囲炉裏をかこみ身欠きニシンをかじり、濁酒を飲んでは“俺は天下の素浪人”とさけんでいた姿が目に焼きついている。酒が足りなくなると、小学生の僕は、夜ふけに酒屋に走った。
肝がふとく大酒飲みだった親父の墓に一升瓶をそそいだあと、函館山のふもと入舟漁港のあたりをぶらぶら歩き、そこで寒風干しに出会った。
家の軒下につるされたサケが7~8本、冷たい浜風にゆれている。切りさかれた紅ザケの腹は、真っ赤に染まり旨そう。
3日後、また軒下をのぞいたら今度はイカが干され、紅ザケは2階へ移されていた。“父が毎年つくっているの、北洋へ行った経験があるから干し方がうまいのよ”と、家から顔をたまたま出した娘さん。
北洋のサケマス漁業が盛んなころの函館は、魚一色の街であった。石川県は大聖寺出身の祖父・西野吉太郎は、戦前、ロシア領のカムチャツカでサケマスの漁場を営んでいた。東カムチャツカのかなり北、紅ザケが獲れるオッソラ河口の漁場。ロシアの元軍艦を改造した2隻が持ち船で、その船長室で親父は子どものころ遊んだという。

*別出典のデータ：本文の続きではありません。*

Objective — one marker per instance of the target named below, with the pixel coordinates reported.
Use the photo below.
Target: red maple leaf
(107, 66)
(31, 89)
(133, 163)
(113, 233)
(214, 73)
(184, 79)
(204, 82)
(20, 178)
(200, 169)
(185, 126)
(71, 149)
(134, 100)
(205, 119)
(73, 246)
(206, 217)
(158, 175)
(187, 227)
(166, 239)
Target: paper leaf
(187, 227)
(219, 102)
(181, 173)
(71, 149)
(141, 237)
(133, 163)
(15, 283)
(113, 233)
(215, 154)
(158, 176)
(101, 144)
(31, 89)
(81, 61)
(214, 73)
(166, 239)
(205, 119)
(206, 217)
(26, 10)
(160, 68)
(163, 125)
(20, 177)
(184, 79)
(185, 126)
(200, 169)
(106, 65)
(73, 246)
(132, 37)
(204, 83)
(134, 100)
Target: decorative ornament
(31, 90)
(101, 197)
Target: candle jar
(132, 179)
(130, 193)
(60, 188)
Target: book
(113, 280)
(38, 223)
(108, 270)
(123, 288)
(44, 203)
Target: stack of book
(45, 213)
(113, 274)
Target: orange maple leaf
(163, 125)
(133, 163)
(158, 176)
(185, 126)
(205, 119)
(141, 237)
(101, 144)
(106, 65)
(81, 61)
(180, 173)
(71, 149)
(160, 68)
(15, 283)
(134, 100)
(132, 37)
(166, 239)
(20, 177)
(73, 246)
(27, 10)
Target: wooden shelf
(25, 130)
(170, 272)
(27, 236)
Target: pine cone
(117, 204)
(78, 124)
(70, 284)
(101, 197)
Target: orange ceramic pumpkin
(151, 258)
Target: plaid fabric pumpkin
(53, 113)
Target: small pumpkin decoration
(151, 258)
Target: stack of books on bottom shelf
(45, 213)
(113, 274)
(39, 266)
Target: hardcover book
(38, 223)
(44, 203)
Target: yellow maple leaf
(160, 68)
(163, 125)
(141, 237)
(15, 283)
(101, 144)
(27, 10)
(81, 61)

世がうつり大手の日魯漁業へ漁業権を売って、晩年は、骨董と競馬三昧であった。幼いころの親父、家のなかで遊びまわって、松前藩家老で実力派の絵師・蠣崎波響(かきざき・はきょう)が描いた屏風絵に足を突っこんだ、とか。だが、祖父が極楽往生をとげたとき、借金だけが残されていた……。
北洋にわき、北洋にしずむ人間模様があった。こんな栄華と没落、光と影が、港町・函館に深い味わいを生んだといえる。